INA 204 (l) Relief for Surviving Relative
In October 2009, the harsh consequences of the rule that the “petition dies with the petitioner,” was alleviated by INA 204 (l), which essentially allows the petition to survive the death of the petitioner.
Under INA 204(l), an individual may request USCIS for relief if s/he is a:
• Principal or derivative beneficiary of a pending or approved I-130 family-based petition, when the petitioner died;
• Derivative beneficiary of a pending or approved I-130 petition, when the principal beneficiary died;
• Derivative beneficiary of a pending or approved I-140 employment-based petition, when the principal beneficiary died;
• Beneficiary of a pending or approved I-730 refugee/asylee relative petition, when the petitioner died;
• Derivative of a T or U nonimmigrant visa holder admitted as a derivative, and the principal visa holder has died;
• Derivative asylee and the principal asylee has died.

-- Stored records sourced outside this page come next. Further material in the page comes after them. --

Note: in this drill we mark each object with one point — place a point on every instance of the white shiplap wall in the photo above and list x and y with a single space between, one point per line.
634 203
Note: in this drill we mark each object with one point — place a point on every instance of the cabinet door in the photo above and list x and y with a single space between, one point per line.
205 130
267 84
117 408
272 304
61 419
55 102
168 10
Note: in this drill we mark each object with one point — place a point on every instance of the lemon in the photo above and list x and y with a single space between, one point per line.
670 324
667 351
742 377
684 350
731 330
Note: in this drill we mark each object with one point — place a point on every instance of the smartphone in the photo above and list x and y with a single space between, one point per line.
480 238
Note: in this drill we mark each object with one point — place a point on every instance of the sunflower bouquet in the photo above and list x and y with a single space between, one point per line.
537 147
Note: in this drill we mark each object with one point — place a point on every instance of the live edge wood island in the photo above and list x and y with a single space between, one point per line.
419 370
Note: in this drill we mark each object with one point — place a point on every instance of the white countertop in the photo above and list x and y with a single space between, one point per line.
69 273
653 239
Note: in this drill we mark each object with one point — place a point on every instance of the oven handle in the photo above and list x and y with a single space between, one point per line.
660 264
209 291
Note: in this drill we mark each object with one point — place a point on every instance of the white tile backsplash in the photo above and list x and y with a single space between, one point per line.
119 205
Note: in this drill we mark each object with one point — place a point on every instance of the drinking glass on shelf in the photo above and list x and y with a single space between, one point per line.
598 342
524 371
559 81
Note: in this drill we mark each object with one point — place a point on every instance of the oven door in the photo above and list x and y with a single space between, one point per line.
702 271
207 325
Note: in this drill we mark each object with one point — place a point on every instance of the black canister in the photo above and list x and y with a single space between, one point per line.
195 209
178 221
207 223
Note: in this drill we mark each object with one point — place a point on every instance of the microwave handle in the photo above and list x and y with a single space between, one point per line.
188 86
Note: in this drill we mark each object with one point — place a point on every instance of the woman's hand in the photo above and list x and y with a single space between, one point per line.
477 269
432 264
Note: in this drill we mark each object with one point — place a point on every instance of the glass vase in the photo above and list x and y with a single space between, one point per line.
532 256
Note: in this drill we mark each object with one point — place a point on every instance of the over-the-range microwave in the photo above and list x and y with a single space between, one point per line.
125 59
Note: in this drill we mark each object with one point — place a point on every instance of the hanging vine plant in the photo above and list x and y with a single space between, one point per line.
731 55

Those who seek this relief must be able to show that they were residing in the U.S. at the time of the qualifying relative’s death and that they continue to reside in the U.S. Since the USCIS does not consider residence as physical presence in the U.S., it is possible for an individual who is briefly abroad to avail of this relief.
USCIS has discretion to deny relief under section 204(l) if it finds that granting relief would not be in the public interest. In cases where the applicant is under an immigration category that requires submitting an affidavit of support, s/he should have a substitute sponsor.
Widow(er) of. U.S. Citizens
The widow(er) of a U.S. citizen is legally considered an immediate relative and may immigrate as such. In practical terms, this means that a widow(er) may file an I-360 self-petition within 2 years of the death of his/her spouse. If s/he has pending spousal I-130 petition when the U.S. citizen spouse died, s/he may request to have this automatically converted into an I-360 widow(er) petition.
In addition, the widow(er) must show that s/he has not remarried; that the marriage to the deceased U.S. citizen was entered into in good faith and not primarily for immigration; and that there was no divorce or legal separation at the time of the U.S. citizen’s death.
The law allows the surviving spouse of a U.S. citizen to petition for himself or herself, regardless of how long they were married prior to the spouse’s death. Before October 2009, the law required the couple to have been married for at least 2 years at the time the U.S. citizen died in order for the surviving spouse to self-petition.
To determine whether an immigration case can be successful even after the death of a family member, other aspects such as the presence of inadmissibility grounds will need to be evaluated. For example, an individual who is subject to the 3- or 10-year unlawful presence bar or has a prior removal order may need to apply for a waiver in order to eventually obtain a green card.
Cristina Godinez is an attorney who has provided immigration solutions to families, businesses and at-risk migrants in the United States for over 15 years. She worked with the immigration law practice group of a top-tier global law firm and later, with the world’s largest immigration law firm. She is also the attorney at the faith-based Migrant Center of New York where she oversees the delivery of immigration legal services to low-income clients. Cristina is a member of the American Immigration Lawyers Association.